Aneurysm of the internal carotid artery or vertebral artery is known to be one of the rare causes of pulsatile tinnitus, with aneurysm of the internal carotid artery of the petrous
13) and aneurysm of the sigmoid sinus
14) being reported as the main causes of pulsatile tinnitus. In contrast, pulsatile tinnitus due to aneurysm of the cerebral artery other than a dissecting aneurysm is highly rare.
15) Although the aneurysm that was present in our case was on the same side as the location of tinnitus, it was a relatively small aneurysm that occurred in the middle cerebral artery in an area irrelevant to the internal auditory canal and petrous and was not a dissecting aneurysm. Therefore, the possibility of pulsatile tinnitus due to aneurysm was excluded.
In our case, pulsatile swelling that accompanied pulsatile tinnitus was observed under endoscopic examination that was carried out at the time of the patient's visit to the hospital. Head and neck CT angiography was selected for further examination under the suspicion of a vascular mass and demonstrated an aberrant course of the internal carotid artery.
Although surgical treatment, such as reconstruction of the internal carotid artery or endarterectomy, is necessary for the treatment of pulsatile tinnitus due to an aberrant course of the internal carotid artery if symptoms of apoplexy, transient ischemic attack of the cerebrum, destruction of surrounding structures, occurrence of aneurysm, and cerebrovascular embolism, are present, it would be advisable to limit surgical treatment to patients with serious cranial nerve symptoms, since manipulation of the internal carotid artery can elicit detrimental hemorrhage, apoplexy, or transient ischemic attack.
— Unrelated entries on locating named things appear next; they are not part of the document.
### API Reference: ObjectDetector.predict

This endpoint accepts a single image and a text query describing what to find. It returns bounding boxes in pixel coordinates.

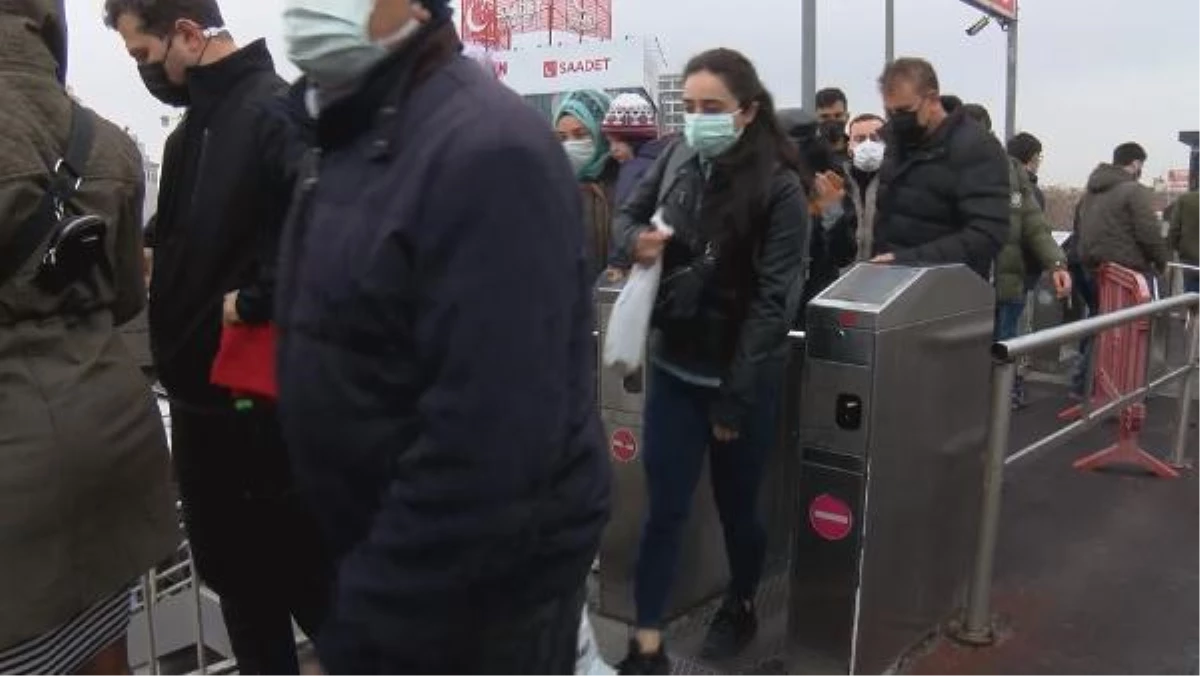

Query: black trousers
[318,588,586,676]
[170,401,332,676]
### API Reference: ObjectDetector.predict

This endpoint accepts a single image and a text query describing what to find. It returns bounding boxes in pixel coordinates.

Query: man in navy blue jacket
[277,0,610,676]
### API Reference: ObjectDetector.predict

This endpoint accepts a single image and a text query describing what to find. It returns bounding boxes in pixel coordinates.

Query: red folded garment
[209,324,278,400]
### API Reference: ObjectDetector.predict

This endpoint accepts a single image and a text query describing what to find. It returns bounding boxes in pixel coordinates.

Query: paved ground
[596,385,1200,676]
[910,390,1200,676]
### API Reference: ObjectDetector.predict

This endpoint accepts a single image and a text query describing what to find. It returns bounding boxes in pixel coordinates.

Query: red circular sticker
[809,493,854,542]
[608,427,637,462]
[608,427,637,462]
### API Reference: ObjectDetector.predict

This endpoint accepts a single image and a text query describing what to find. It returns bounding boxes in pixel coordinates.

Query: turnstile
[788,264,995,676]
[596,283,728,624]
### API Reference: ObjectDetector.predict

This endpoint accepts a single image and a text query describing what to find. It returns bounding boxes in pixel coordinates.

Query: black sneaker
[617,640,671,676]
[700,597,758,662]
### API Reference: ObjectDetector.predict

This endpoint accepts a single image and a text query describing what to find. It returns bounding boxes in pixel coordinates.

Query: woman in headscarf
[554,90,618,273]
[601,92,676,281]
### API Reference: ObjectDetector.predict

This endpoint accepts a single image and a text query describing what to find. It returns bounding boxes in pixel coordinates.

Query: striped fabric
[0,590,130,676]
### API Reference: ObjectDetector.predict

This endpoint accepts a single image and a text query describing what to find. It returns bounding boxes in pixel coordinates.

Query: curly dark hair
[104,0,224,36]
[684,49,804,237]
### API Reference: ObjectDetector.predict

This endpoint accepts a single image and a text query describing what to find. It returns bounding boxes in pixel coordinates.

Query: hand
[1051,268,1070,298]
[713,425,738,443]
[634,228,671,265]
[812,172,846,211]
[224,292,241,327]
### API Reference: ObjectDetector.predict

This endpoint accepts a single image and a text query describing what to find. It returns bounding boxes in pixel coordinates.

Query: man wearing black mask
[104,0,330,676]
[872,59,1010,279]
[816,86,850,167]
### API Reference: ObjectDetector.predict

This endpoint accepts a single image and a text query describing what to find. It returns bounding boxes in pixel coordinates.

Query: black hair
[880,56,941,94]
[104,0,224,36]
[684,48,804,237]
[816,86,850,109]
[1112,143,1148,167]
[962,103,991,131]
[1007,131,1042,164]
[846,113,888,129]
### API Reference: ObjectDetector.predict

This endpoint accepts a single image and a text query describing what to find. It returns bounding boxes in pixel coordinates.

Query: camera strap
[0,100,96,286]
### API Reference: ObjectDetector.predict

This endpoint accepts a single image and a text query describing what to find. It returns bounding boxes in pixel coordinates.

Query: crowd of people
[0,0,1200,676]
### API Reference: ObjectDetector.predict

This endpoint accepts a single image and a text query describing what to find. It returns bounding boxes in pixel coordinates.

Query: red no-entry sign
[809,493,854,542]
[608,427,637,462]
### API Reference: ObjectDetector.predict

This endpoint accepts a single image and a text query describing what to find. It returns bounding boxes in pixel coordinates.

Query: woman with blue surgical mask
[554,89,619,274]
[614,49,810,676]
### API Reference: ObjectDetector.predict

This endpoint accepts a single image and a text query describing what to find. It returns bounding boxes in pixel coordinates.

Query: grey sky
[67,0,1200,184]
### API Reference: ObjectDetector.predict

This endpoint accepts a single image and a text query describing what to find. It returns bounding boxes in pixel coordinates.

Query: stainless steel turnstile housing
[788,264,995,676]
[596,285,728,624]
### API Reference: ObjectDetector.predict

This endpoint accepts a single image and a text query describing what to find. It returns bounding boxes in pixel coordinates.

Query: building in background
[1180,131,1200,190]
[659,73,684,133]
[125,135,160,226]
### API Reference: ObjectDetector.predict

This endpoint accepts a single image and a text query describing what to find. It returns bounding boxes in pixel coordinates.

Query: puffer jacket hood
[0,0,67,82]
[1087,164,1134,192]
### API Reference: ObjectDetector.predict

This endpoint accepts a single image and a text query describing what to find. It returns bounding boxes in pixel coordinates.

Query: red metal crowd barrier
[1058,264,1180,479]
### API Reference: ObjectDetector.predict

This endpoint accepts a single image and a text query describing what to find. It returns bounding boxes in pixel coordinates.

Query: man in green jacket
[962,103,1070,407]
[1166,191,1200,293]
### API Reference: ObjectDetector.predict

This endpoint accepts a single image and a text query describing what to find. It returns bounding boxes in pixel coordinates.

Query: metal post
[187,543,209,676]
[883,0,896,64]
[1004,20,1021,139]
[1171,307,1200,469]
[800,0,817,112]
[142,570,158,676]
[956,361,1016,645]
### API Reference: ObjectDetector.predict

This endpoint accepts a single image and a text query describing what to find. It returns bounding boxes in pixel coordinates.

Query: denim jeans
[634,367,782,629]
[995,299,1025,342]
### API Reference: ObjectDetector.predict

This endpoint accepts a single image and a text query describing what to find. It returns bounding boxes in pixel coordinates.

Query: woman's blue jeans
[634,366,784,629]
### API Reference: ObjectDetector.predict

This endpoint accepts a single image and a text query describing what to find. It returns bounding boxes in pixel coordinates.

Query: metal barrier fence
[956,288,1200,645]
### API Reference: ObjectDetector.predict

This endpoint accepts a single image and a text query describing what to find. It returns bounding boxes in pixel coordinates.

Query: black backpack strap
[0,101,96,286]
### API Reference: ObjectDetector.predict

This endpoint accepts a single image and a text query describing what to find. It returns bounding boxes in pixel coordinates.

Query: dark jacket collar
[317,20,462,148]
[187,40,275,108]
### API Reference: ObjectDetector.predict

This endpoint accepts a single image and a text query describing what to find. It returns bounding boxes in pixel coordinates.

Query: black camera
[34,216,108,293]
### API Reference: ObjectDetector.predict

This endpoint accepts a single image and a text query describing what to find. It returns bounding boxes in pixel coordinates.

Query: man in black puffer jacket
[104,0,332,676]
[874,59,1010,279]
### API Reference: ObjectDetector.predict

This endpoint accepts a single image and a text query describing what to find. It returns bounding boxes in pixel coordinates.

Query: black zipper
[190,127,211,210]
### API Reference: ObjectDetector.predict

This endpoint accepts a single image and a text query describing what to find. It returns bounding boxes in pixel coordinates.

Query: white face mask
[563,138,596,174]
[283,0,420,91]
[854,140,887,173]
12) When patients' concerns about tinnitus are addressed by explaining its causes, pulsatile tinnitus disappears in many cases,
1) or, even if tinnitus is sustained, the patient must not become fearful of or worry about the tinnitus itself. In addition, patients must be guided to avoid situations that can induce future damage to the internal carotid artery by providing them with information on the disease. For the patient in our case, tinnitus disappeared without particular surgical treatment, because the patient's concerns about tinnitus were relieved after the clinician provided the explanation that tinnitus is not a special disease, but rather, it is manifested due to alteration in the course of the carotid artery and prescribed an anti-anxiety drug. As another mechanism for the natural disappearance of tinnitus, it is thought that there is a possibility that noise in blood flow and pulsatile tinnitus disappeared due to gradual reduction in turbulence in the blood vessel that formed at the initial stage as alteration of the internal carotid artery continued to proceed.